Katie would be the first to admit she was a control freak extraordinaire who wanted everything to be so perfect she made Anthea Turner look positively sluttish. She was the sort of woman who rose at six to clean out her kitchen cupboards, or iron and fold laundry. Charlie always teased her that her favourite room in the house was the large walk-in airing cupboard on the landing, where sheets, pillow cases, towels and blankets all sat neatly side by side in carefully orchestrated rows. White single sheets next to white doubles, coloured singles next to coloured doubles. Everything in its place, and everything easy to find.
It always smelled fresh and wholesome, and Katie would never admit to anyone the illicit pleasure she felt in running her hand over the smooth surfaces of freshly ironed sheets. But it was hard work maintaining such high standards with children in the house, although, by and large, till Molly had come along she had managed. Of late, Katie could feel those standards slipping. She had been so desperate for a third baby, despite Charlie's reservations. Now there were days when even she wondered why.
Charlie had touched a nerve, damn him. In the past Katie would have had the house tidy and tea on the table when Charlie walked in. To her that was part of the deal. She was the one at home, after all, it only seemed reasonable to cook the bacon for the person who provided it.
Emily had never got on with that attitude. ‘It just seems so regressive,’ she'd frequently said to Katie over a glass of wine when Charlie was away on business.
Katie had shrugged her shoulders.
‘I don't expect you to understand,’ she'd said. ‘But if you knew my mum, you would. She put her career above everything: her marriage, her family. It tore our family apart. I'm never going to do that.’

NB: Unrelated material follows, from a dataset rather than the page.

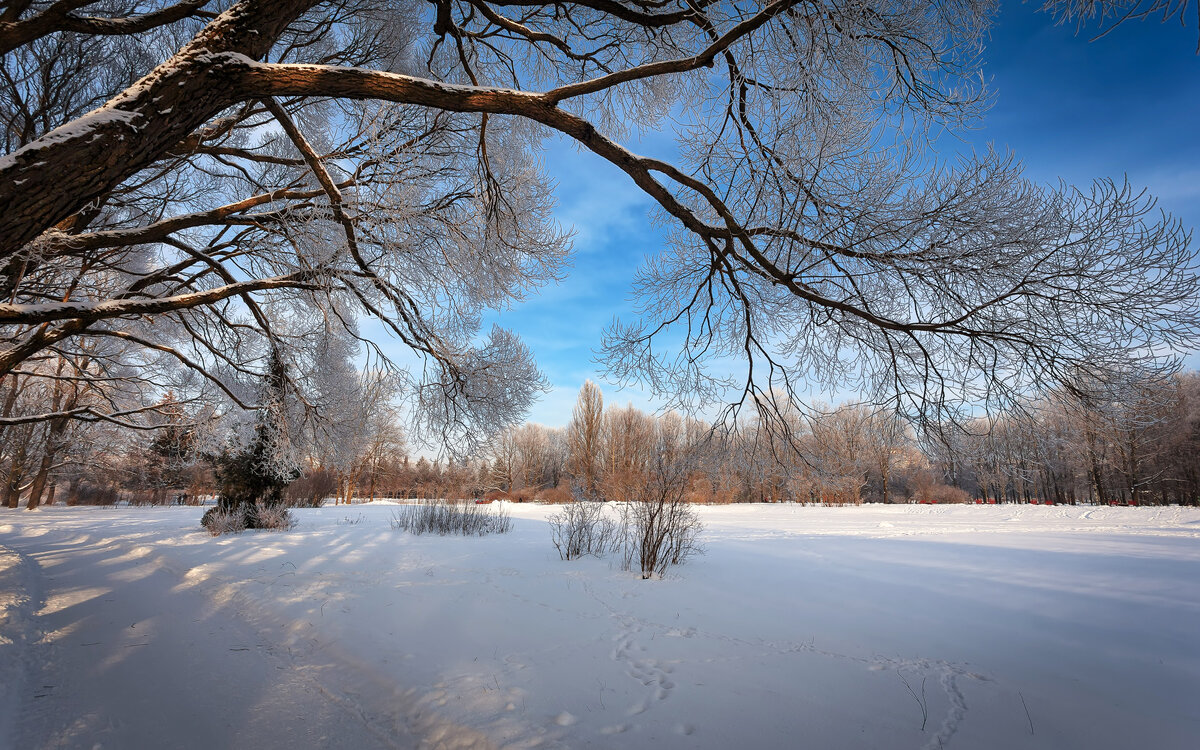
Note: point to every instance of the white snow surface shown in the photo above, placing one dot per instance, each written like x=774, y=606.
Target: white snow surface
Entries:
x=997, y=627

Katie had had feminism shoved down her throat from an early age, and was sufficiently her mother's daughter to buy into the career dream until she'd met and fallen for Charlie. The minute she knew she wanted to have children with him was the day Katie said goodbye to her career. She was not going to make the same mistakes as her mum. Her children and husband would always come first. The trouble was, no one had told her how hard that would be. Or that she'd feel a small part of herself dying every day, subsumed into becoming someone's wife, someone's mother. What had happened to Katie? No one really cared any more …
‘Let me know when it's ready,’ said Charlie, grabbing an apple from the fruit bowl. ‘I've just got to go online and check some deals out.’

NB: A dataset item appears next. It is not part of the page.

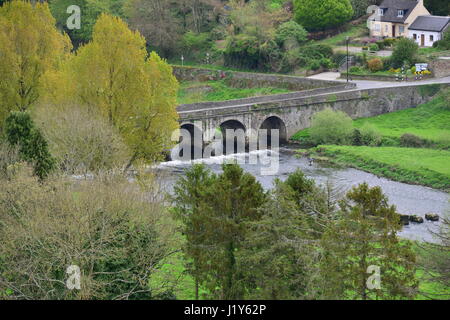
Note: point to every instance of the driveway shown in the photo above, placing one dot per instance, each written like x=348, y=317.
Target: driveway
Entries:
x=381, y=53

‘What now?’ Katie was dismayed. She was rather hoping that Charlie might join her in the kitchen and share a glass of wine with her as she cooked, like they used to do. She knew she should be glad about Charlie's recent promotion, as it meant more money and security, but his job was beginning to take over their life. The company seemed to be expanding at an alarming rate. Charlie's whole topic of conversation these days seemed to be about acquisitions and mergers, and he was away on business more than he was home.
‘Five minutes, tops,’ he said, already heading for the stairs.
Katie sighed. The chances were she wouldn't see him for another hour.